Former Fort Valley Mayor Paul Reehling, who helped shepherd the city through damage from a massive tornado in 1975, died Monday at age 81.
Reehling’s daughter, Rosemary, said her father had been suffering from kidney failure for the past couple of months.
Reehling served five consecutive two-year terms as mayor from 1970-80. Former Peach County Commission Chairman James Khoury, a close friend of Reehling’s, said the mayor was instrumental in rebuilding downtown Fort Valley after a February 1975 tornado caused $7.5 million in damage.
“I think he was just about the best mayor we’ve ever had,” Khoury said. “Probably his biggest challenge was rebuilding the town (after the tornado). It took a year or two. They redid the streets, the sidewalks. We had parks where we didn’t have them before.”
Reehling was born in Baltimore, Maryland, and came to Georgia after his parents moved to Columbus. He served as a combat pilot in the Air Force during the end of the Korean War and also flew support missions.
Reehling moved to Fort Valley in the early 1960s after he bought WFPM-AM, which became the city’s leading news station, Khoury said. Reehling’s gift of gab from his radio days earned him the nickname “Old Silver Tongue,” Khoury said.
“He had a great sense of humor,” Khoury said.
Reehling decided not to run for re-election in 1980 when his final term was up, citing the need to spend more time with his business and family.
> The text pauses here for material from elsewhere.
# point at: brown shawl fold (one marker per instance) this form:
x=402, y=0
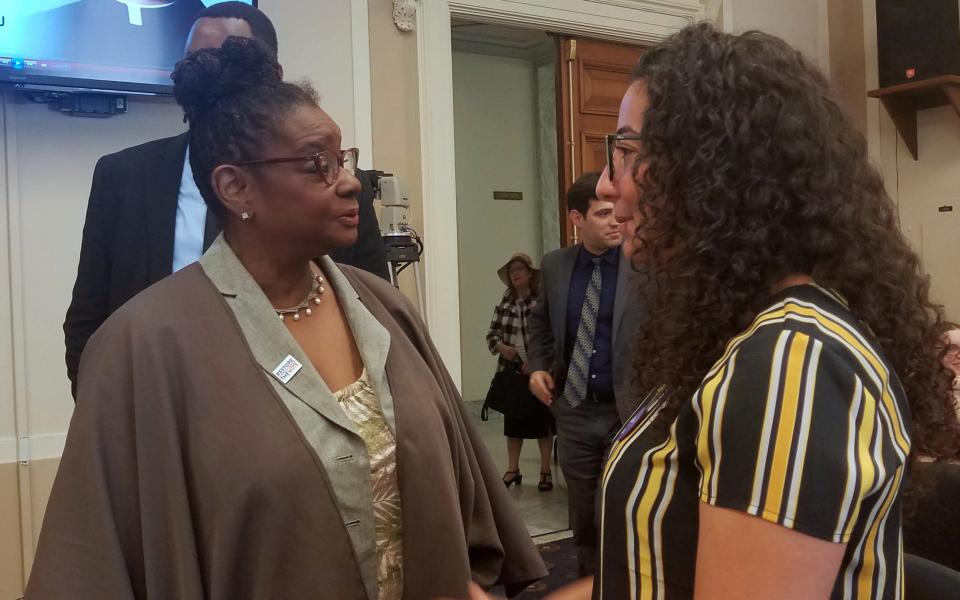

He ran for Congress in 1982, but later dropped out of the race.
Reehling was married to his wife, Mary Jo, for 45 years until her death in 1995. After her death, Reehling bought a house on the Georgia coast, where he could indulge his passion for boating, his daughter said.
Rosemary Reehling was a child during her father’s time as mayor, but said he was “beloved” and did a lot for both the black and white areas of town.
“He paved 21 miles of dirt roads,” she said. “He was a man of his word. ... I’ve had a lot of people tell me he gave them a start in broadcasting.”
Memorial arrangements were pending Monday afternoon.